- The Washington Times - Thursday, July 15, 2010

With mortgage rates remaining at low levels, inquiries about refinancing continue. While it’s true there is a smaller pool of folks who are eligible for a refinance due to a decline in property values, tighter credit score requirements and other factors, the fact remains that there are still plenty of folks who can save some money.

Be forewarned, however, that your loan officer is likely to turn you into a circus bear in order to get your refinance in the coveted “clear to close” status. As I have written many times in recent columns, mortgage money is cheap and available, but expect to push some paper, dance, sing and jump through hoops to get the refi closed.
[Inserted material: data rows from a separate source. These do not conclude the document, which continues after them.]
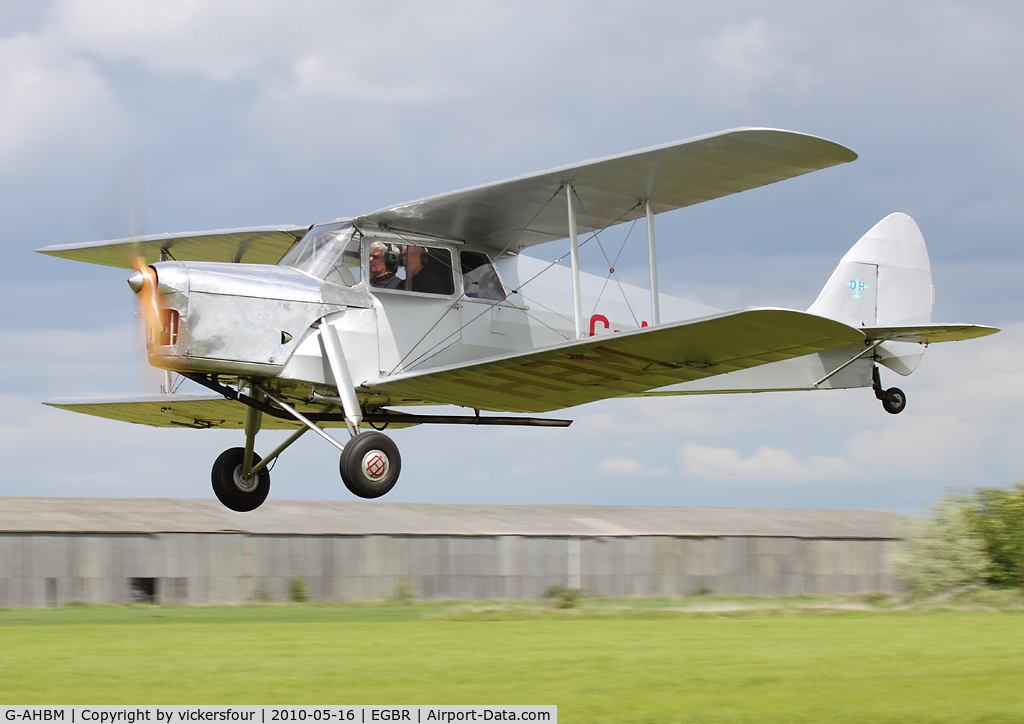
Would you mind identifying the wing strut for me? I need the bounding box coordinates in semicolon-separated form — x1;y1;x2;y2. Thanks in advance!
565;183;583;339
643;199;662;327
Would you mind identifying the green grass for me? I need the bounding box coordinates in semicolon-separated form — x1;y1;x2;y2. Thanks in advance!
0;597;1024;724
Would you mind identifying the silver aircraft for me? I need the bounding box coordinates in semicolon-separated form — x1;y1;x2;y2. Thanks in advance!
39;128;997;511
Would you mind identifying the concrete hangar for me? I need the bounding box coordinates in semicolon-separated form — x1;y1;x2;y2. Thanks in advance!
0;498;904;606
I owe my processors a debt of gratitude for getting my loans to closing. I spoke with my two assistants, Bernadette in the Alexandria, Va., office, and Erin in the Charleston, S.C., office and got an earful of the kind of nonsense they put up with to get a loan closed. Here’s a sampling of recent underwriting conditions we have experienced:

• An underwriter delayed an approval because one of the multiple disclosures signed by the applicant contained a date she said was not legible.
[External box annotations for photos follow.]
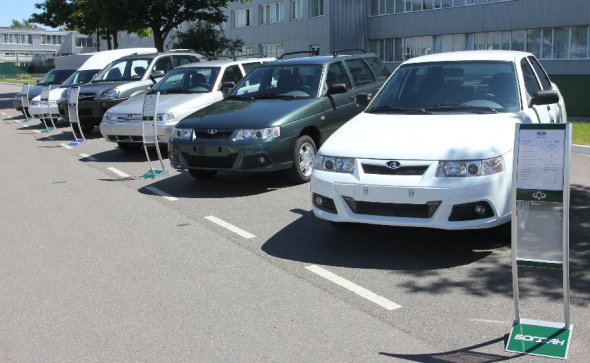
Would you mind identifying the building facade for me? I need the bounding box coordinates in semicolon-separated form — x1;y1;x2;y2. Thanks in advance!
225;0;590;75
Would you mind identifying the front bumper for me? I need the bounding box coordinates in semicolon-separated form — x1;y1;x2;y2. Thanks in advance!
58;99;125;126
100;120;178;143
310;162;512;229
168;135;294;172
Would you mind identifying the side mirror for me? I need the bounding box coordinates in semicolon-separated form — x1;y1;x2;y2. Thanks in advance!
328;83;348;95
221;82;236;96
531;90;559;106
356;93;373;109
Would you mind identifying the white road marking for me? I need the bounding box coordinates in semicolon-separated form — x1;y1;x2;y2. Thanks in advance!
306;265;402;310
80;154;96;161
145;186;178;202
205;216;256;238
107;166;131;178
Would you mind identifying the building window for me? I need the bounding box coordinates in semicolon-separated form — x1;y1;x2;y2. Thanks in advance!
291;0;303;20
233;9;251;28
260;3;283;24
311;0;324;18
260;43;283;58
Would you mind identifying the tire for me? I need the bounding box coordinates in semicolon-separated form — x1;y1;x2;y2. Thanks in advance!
117;142;143;153
188;169;217;179
289;135;317;184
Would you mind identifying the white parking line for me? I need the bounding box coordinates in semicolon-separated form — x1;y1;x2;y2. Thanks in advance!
107;166;131;178
145;186;178;202
205;216;256;238
80;154;96;161
306;265;402;310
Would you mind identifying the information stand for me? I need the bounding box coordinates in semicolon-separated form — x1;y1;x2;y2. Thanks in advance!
506;124;573;359
39;86;55;132
68;86;86;146
141;92;166;179
20;83;32;122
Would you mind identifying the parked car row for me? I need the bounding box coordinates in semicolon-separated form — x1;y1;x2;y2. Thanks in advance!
16;51;567;233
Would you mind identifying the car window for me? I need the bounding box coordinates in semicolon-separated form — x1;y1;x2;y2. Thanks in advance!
174;55;199;67
528;57;552;90
345;59;375;87
220;64;242;87
520;58;541;96
231;64;322;98
154;57;174;73
365;57;391;81
242;62;261;73
371;61;520;112
326;62;351;89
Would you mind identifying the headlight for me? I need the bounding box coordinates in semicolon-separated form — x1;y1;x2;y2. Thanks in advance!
172;128;193;140
234;126;281;140
100;88;119;100
313;154;355;174
436;156;504;177
158;112;175;122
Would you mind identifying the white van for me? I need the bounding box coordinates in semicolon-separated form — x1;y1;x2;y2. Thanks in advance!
29;48;157;119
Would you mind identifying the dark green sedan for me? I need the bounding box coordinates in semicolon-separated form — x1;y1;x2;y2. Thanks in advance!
169;53;389;183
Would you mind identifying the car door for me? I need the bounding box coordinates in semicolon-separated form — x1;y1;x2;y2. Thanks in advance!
527;56;567;123
520;58;555;123
322;61;359;140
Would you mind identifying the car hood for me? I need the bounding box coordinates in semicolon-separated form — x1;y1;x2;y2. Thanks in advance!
178;98;321;129
108;92;221;117
320;112;521;160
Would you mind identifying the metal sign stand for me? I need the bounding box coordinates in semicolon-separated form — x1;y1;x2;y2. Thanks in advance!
20;83;32;122
68;86;86;146
506;124;573;359
39;86;56;132
141;92;166;179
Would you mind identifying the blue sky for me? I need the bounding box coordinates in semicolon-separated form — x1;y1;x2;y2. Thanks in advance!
0;0;43;27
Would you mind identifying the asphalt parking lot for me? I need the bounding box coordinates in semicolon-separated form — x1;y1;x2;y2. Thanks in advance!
0;84;590;362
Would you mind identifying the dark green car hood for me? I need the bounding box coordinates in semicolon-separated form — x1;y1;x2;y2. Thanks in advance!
176;98;322;129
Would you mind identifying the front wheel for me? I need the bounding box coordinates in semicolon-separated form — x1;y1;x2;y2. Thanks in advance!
289;135;317;184
188;169;217;179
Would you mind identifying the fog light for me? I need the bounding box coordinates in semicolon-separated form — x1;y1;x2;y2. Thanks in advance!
473;204;486;216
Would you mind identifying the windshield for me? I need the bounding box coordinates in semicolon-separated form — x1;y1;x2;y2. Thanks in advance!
367;61;520;113
37;69;74;86
61;69;98;87
153;67;220;93
230;64;322;98
93;58;151;82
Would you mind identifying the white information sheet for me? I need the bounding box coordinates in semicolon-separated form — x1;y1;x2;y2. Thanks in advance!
516;129;565;190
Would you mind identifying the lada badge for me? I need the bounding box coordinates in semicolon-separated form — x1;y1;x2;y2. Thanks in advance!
385;160;402;170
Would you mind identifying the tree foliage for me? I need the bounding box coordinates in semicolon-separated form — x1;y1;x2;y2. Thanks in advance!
174;22;244;58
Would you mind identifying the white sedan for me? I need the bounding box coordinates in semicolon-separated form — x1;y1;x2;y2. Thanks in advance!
311;51;567;229
100;58;275;152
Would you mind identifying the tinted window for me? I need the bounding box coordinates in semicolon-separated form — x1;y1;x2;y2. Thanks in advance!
345;59;375;87
326;62;351;89
520;59;541;96
365;57;391;80
372;61;520;112
528;57;551;89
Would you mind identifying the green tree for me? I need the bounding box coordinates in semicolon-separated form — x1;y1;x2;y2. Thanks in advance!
174;22;244;58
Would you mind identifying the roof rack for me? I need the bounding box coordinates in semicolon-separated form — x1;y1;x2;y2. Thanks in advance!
279;49;320;59
332;48;367;57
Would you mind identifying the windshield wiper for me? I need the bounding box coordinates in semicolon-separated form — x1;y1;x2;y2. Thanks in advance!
365;106;432;114
425;103;498;113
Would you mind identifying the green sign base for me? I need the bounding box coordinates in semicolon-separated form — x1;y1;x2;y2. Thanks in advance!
506;319;574;359
141;169;164;179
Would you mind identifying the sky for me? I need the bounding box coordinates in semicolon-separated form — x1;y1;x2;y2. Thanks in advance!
0;0;46;28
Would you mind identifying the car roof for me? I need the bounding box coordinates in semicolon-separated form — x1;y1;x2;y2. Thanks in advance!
404;50;532;64
176;58;275;68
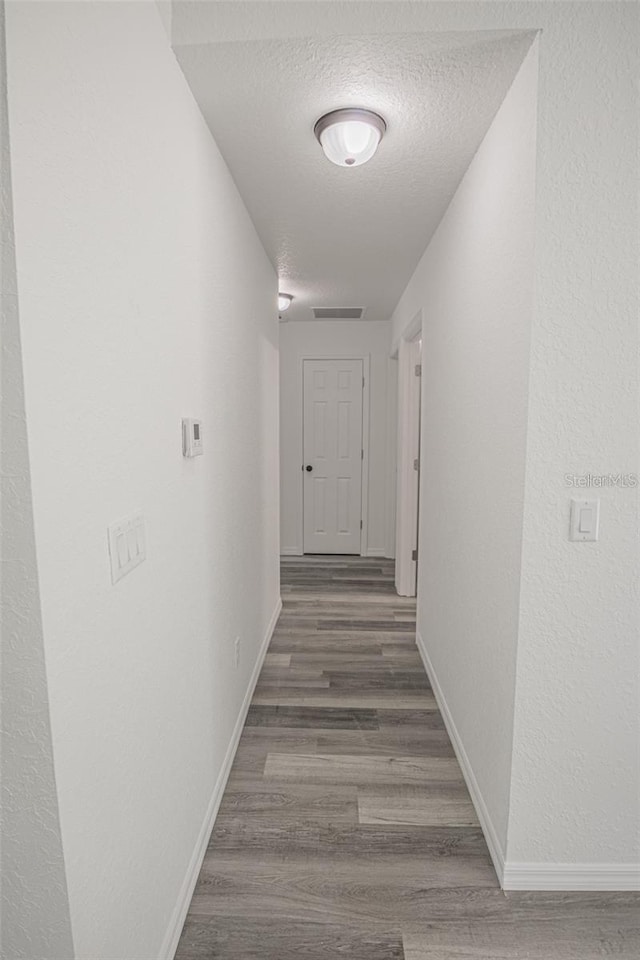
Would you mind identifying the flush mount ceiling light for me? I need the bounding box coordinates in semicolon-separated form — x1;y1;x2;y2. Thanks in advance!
313;107;387;167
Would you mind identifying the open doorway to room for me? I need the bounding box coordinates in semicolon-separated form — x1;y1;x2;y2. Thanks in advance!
395;311;422;597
• A borrower refinancing his loan held by Bank A had to provide a deed, a letter from Bank A and other documents because the original loan was held by Bank B. A simple Internet inquiry shows that Bank B was purchased by Bank A in 2008, which should have satisfied any questions. Despite the fact that the lender is covered by title insurance, she required excessive paperwork to prove what was obvious.
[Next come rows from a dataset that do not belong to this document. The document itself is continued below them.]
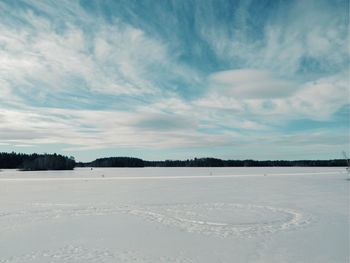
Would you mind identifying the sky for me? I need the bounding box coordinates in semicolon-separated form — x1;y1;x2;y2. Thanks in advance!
0;0;350;161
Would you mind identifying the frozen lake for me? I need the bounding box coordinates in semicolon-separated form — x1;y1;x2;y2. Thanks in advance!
0;168;350;263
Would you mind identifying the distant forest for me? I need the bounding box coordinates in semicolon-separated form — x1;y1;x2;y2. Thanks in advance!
0;152;347;171
0;152;75;171
77;157;347;167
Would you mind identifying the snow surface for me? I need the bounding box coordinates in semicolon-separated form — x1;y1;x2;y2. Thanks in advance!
0;167;350;263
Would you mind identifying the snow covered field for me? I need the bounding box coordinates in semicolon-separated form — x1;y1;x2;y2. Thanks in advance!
0;168;350;263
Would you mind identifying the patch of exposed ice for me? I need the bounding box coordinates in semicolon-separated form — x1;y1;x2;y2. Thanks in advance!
0;203;311;237
0;245;195;263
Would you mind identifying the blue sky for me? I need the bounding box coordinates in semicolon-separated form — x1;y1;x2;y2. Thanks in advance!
0;0;350;161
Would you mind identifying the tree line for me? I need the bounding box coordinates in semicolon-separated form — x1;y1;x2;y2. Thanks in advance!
0;152;347;170
77;157;347;167
0;152;75;171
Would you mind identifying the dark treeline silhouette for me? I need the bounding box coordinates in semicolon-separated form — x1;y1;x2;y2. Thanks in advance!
0;152;347;170
77;157;347;167
0;152;75;171
77;157;145;167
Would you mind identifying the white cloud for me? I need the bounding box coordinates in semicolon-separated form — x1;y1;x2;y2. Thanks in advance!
209;69;296;99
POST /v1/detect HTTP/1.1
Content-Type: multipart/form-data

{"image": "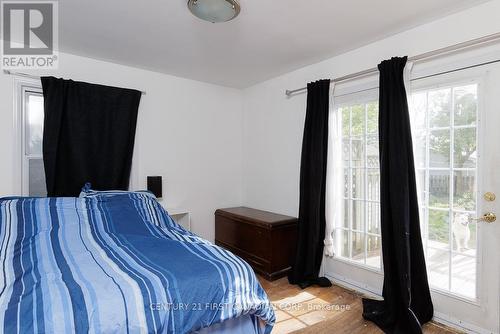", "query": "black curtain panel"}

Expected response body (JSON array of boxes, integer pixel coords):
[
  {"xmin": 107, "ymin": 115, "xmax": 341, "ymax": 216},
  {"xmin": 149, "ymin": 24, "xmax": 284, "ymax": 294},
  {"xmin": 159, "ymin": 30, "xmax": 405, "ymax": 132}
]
[
  {"xmin": 288, "ymin": 80, "xmax": 331, "ymax": 288},
  {"xmin": 42, "ymin": 77, "xmax": 141, "ymax": 197},
  {"xmin": 363, "ymin": 57, "xmax": 433, "ymax": 333}
]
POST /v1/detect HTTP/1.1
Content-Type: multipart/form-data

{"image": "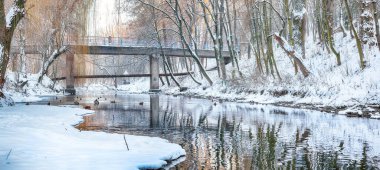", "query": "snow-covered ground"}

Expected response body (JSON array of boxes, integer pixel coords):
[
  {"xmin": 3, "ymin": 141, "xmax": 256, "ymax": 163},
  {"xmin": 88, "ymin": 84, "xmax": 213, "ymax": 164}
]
[
  {"xmin": 0, "ymin": 105, "xmax": 185, "ymax": 169},
  {"xmin": 4, "ymin": 72, "xmax": 63, "ymax": 102}
]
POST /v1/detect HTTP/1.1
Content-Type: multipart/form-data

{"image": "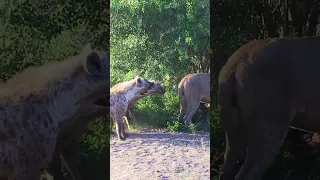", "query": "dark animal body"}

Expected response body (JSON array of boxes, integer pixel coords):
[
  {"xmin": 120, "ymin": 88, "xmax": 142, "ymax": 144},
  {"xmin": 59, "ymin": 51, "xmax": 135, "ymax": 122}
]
[{"xmin": 218, "ymin": 37, "xmax": 320, "ymax": 180}]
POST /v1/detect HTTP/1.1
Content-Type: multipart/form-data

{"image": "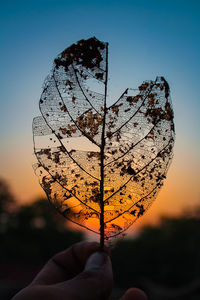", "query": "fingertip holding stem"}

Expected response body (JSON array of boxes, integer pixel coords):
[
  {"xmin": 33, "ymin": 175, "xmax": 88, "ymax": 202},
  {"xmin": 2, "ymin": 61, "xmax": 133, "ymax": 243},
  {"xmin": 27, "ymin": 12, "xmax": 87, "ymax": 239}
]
[{"xmin": 120, "ymin": 288, "xmax": 148, "ymax": 300}]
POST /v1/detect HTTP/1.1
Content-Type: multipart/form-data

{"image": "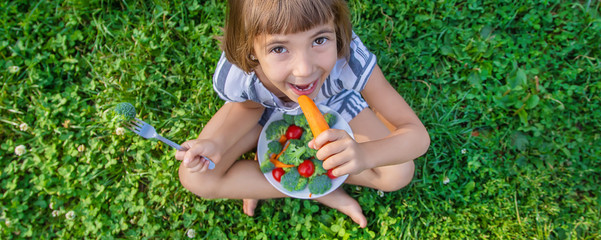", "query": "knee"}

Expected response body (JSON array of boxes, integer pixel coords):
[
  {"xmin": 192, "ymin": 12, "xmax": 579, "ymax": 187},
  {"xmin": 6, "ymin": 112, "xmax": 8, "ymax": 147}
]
[
  {"xmin": 377, "ymin": 161, "xmax": 415, "ymax": 192},
  {"xmin": 178, "ymin": 165, "xmax": 218, "ymax": 199}
]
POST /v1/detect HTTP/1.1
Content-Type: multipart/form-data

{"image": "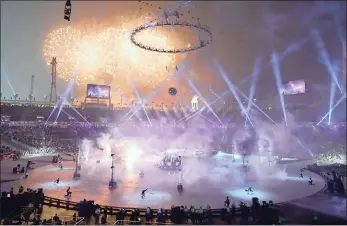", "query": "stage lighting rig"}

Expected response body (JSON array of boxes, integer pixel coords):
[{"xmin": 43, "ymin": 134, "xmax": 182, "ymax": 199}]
[
  {"xmin": 64, "ymin": 0, "xmax": 71, "ymax": 21},
  {"xmin": 169, "ymin": 87, "xmax": 177, "ymax": 96}
]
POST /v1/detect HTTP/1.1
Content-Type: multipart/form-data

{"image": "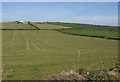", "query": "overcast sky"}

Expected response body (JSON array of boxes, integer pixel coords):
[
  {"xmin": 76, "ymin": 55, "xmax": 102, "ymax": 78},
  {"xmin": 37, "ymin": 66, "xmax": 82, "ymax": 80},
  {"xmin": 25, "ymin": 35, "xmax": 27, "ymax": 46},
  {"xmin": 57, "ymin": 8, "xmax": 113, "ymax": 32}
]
[{"xmin": 2, "ymin": 2, "xmax": 118, "ymax": 25}]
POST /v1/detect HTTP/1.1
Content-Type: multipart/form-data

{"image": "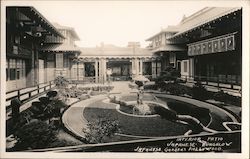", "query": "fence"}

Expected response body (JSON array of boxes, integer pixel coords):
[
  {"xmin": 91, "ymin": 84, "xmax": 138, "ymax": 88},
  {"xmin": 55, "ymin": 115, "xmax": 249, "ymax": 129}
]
[
  {"xmin": 6, "ymin": 81, "xmax": 55, "ymax": 110},
  {"xmin": 181, "ymin": 75, "xmax": 241, "ymax": 90},
  {"xmin": 27, "ymin": 130, "xmax": 241, "ymax": 152}
]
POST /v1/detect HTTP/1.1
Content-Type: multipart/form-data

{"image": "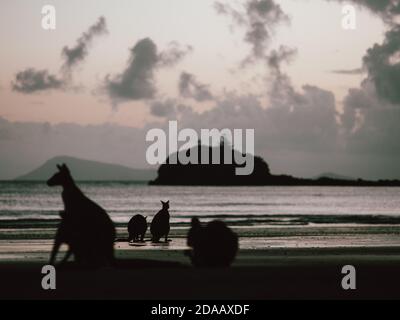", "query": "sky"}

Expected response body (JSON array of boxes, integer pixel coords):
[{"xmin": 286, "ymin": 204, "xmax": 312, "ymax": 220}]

• An approval was delayed because the ages of an applicant’s children were not listed on Page One of the application.

• The standard application requires the borrower to answer several questions and attest that the answers are true. One of the questions asks whether the property is the applicant’s primary residence. Back in the day, this was sufficient proof and certification that the borrower is telling the truth, as it’s a felony to knowingly put false information on a loan application. Today, borrowers should expect to sign at least two more disclosures certifying that the property is owner occupied. Some lenders also will request a utility or telephone bill to further prove owner occupancy, even though the file may already have bank statements and W-2 forms that indicate the applicant’s name and address.

That all of this is overkill is an understatement. It’s up to Bernadette and Erin to shuffle this paperwork and get the loan approved before the lock expires. Luckily, our clients understand that the days of easy mortgage money are long gone and generally are very helpful in providing us with seemingly redundant and pointless paperwork to meet unreasonable demands.

But rates are low, folks. It’s well worth the hassle of going through the mortgage process to save a lot of money.